Ognuno esce dalla solitudine nella stessa misura in cui riesce a comunicare. L’autrice propone sei livelli di comunicazione, ossia sei gradi di implicazione e profondità con cui siamo disposti a farci coinvolgere nel dialogo: da quelli più superficiali dei dialoghi quotidiani o che riguardano terzi, in cui non si offre niente di sé, a quello della comunicazione delle proprie opinioni e idee, al raccontare le esperienze passate e i progetti futuri, fino al livello più intimo di condivisione dei propri sentimenti. L’ultimo livello è l’accettazione completa di se stessi e degli altri, ma è quello che si raggiunge più raramente: in questa fase si cambia, e appaiono nuove possibilità di autorealizzazione, creatività e felicità.

 

COMUNICARE

NELLE COMUNITÀ RELIGIOSE

 

Tra le cause delle difficoltà di comunicare nella vita religiosa c’è la paura dell’amicizia. La paura di “amicizie particolari” ha impedito la comunicazione, che non veniva vista di buon occhio, se non vietata. Il risultato oggi è spesso mancanza di amicizia, relazioni superficiali e carenza nella comunicazione. Ma, poiché l’amicizia è necessaria per l’uomo, la si è cercata all’esterno. Una volta trovati i propri canali di comunicazione al di fuori della vita comunitaria, è aumentato il logoramento della comunicazione al suo interno, perché non se n’è più sentito il bisogno.

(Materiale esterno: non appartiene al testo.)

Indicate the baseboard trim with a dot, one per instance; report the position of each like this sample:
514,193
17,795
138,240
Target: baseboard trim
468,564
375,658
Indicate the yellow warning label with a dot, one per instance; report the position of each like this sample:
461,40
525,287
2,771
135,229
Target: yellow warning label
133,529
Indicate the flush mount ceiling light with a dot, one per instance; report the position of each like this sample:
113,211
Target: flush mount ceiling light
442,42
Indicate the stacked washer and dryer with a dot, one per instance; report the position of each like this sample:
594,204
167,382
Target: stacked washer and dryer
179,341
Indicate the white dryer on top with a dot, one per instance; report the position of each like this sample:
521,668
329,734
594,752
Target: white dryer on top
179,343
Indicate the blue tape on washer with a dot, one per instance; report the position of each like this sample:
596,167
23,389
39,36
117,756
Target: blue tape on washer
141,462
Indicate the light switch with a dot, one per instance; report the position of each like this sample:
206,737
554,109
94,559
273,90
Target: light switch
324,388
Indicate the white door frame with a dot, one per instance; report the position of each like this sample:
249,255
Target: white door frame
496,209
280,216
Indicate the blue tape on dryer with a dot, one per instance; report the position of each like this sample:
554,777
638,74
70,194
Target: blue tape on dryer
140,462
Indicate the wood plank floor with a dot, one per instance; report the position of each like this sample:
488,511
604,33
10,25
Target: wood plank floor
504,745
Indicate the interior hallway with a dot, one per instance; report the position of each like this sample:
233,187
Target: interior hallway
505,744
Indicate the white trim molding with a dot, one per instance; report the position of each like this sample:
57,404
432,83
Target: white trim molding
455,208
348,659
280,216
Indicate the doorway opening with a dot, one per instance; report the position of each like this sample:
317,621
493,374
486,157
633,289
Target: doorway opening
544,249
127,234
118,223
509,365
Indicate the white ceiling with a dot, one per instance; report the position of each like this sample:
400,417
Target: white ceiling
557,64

La vita religiosa può rifiorire soltanto se i religiosi e le religiose sono persone pienamente umane. Senza vivere l’amore-amicizia non si può essere pienamente umani, e quindi né veramente cristiani né religiosi. C’è forse questa diffidenza nei confronti dell’amicizia alla base della scarsità di vocazioni. Non è difficile – conclude l’autrice – trovare persone intenzionate ad abbandonare la vita religiosa per le difficoltà nella convivenza e nelle relazioni comunitarie. È pertanto necessario sollecitare la riflessione di tutti sulla qualità della comunicazione interna. (Daniela De Pasquale)

 

1 Melendo M., La comunicazione base di relazioni comunitarie profonde, EDB, Bologna 2006, pp. 105, € 8,00.